Folk singer Dom Flemons referred to Belly as "the Rosetta Stone," because his unique fusion of working man lyrics and 12-string guitar ushered in the British skiffle movement in the 1950s.

Jimmy Page, Keith Richards, and Eric Clapton learned skiffle music on their first guitars as pre-teens, later basing their bands on the sound established by Belly and Muddy Waters in the Delta.

"I didn't know where Alabama was before Lead Belly, "explained Plant. "Instead of imitating sleazy American pop, we took from sleazy, greasy blues."

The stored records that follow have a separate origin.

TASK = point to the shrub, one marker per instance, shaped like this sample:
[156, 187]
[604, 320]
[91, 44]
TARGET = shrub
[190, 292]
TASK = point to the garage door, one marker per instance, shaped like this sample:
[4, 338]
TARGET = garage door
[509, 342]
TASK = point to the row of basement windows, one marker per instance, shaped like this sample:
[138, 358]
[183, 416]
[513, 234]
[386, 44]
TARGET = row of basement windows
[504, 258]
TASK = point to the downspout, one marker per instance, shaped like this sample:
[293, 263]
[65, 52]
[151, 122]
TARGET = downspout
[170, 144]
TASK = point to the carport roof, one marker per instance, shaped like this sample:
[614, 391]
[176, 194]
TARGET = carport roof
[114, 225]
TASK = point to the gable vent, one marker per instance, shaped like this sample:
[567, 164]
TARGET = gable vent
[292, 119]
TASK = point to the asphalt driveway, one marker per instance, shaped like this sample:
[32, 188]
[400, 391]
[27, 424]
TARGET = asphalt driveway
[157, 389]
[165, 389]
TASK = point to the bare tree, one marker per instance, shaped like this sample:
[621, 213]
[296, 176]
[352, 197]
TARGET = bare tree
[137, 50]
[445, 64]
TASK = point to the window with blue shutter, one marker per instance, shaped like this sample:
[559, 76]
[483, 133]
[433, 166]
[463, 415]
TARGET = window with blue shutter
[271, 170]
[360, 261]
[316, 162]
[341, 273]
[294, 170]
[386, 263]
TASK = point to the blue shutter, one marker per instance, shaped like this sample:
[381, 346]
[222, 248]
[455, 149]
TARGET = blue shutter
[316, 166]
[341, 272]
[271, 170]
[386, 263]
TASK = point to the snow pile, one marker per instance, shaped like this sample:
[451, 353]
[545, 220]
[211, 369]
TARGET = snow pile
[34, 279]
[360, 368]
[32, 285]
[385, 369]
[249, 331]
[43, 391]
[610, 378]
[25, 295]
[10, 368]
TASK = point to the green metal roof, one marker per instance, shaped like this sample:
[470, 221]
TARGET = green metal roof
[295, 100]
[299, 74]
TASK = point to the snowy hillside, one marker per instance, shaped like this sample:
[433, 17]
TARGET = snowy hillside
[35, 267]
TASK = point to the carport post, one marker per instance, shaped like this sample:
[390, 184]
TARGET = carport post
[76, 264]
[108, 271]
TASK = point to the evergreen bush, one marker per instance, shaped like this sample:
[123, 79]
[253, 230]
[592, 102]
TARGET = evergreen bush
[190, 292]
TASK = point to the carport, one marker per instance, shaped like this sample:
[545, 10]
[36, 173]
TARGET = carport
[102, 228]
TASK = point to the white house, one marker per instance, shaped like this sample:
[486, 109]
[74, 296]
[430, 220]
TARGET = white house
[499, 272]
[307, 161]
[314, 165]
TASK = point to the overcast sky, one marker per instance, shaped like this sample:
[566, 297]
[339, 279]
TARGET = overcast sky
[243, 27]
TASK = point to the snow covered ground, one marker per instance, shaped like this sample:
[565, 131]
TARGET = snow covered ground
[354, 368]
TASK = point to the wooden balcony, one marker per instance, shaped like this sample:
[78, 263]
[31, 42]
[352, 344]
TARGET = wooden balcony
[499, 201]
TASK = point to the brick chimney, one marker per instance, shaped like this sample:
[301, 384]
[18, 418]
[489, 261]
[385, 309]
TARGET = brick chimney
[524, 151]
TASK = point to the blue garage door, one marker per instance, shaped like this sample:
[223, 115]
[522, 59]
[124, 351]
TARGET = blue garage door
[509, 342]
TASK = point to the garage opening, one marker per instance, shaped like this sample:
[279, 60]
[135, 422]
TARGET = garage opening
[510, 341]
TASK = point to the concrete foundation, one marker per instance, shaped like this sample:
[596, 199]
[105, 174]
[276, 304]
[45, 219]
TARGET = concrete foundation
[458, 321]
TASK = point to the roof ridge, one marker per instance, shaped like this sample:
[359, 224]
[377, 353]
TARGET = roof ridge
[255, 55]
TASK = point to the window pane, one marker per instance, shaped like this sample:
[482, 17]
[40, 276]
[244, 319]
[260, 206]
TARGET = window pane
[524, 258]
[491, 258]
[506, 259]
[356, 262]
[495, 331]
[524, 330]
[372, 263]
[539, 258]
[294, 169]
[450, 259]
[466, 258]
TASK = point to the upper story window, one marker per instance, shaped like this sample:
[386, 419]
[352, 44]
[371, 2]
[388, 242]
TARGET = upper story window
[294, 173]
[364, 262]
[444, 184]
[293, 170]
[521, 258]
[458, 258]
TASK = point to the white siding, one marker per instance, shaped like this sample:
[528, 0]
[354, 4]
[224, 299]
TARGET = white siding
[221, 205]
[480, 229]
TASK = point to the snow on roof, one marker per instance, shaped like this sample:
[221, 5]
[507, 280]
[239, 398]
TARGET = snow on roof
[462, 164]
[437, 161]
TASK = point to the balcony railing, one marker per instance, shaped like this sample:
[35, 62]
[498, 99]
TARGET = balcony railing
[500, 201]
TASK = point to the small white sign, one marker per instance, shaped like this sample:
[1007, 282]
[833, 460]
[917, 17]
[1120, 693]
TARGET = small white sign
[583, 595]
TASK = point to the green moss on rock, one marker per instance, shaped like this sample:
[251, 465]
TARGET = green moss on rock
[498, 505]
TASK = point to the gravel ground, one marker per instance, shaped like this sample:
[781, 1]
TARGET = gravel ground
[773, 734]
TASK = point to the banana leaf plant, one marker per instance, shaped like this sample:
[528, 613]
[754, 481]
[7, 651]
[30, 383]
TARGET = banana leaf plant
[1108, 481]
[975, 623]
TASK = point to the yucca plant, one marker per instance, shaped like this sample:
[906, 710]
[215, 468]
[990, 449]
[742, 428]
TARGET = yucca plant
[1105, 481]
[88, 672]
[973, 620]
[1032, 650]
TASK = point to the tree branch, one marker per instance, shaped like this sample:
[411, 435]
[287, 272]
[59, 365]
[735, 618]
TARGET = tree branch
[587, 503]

Plant and Krauss performed "Gallows Pole" at the Kennedy Center, from Zeppelin's largely acoustic third album. The solemn, earnest ballad was originally "The Gallis Pole," recorded by Lead Belly in 1939.

Grammy Award-winner Lucinda Williams sang "Rock Island Line," a popular skiffle hit by Lonnie Donegan, which Page, the founder of Zeppelin, has credited with being one of the reasons he picked up a guitar.

The song was first popularized by Belly in the 1940s.

Lead Belly's reach also extended to fellow Americans like Bob Dylan, Janis Joplin, and Kurt Cobain, whose band, Nirvana, performed Belly's "Where Did You Sleep Last Night" on their final 1993 Unplugged show, although, as a black man, he was treated as a second class citizen in his own country.

Singer Josh White Jr. first met Lead Belly when he was a child, and reminded the audience of the discrimination he faced, even in the nation's capital.

When Lead Belly visited Washington in 1937, he and his wife encountered Jim Crow laws and were denied rooms at local hotels.

White sang "The Bourgeois Blues," a song written by Belly in response to his treatment.

Lead Belly died in 1949 of Lou Gehrig's disease. Within six months of his death, the classic "Goodnight Irene" was a number one hit.

Lead Belly was inducted into the Rock and Roll Hall of Fame in 1988, and was honored with a postal stamp ten years later.

His recordings are preserved by the Library of Congress.

The concert artists ended their tribute by singing "Irene" with members of his family onstage.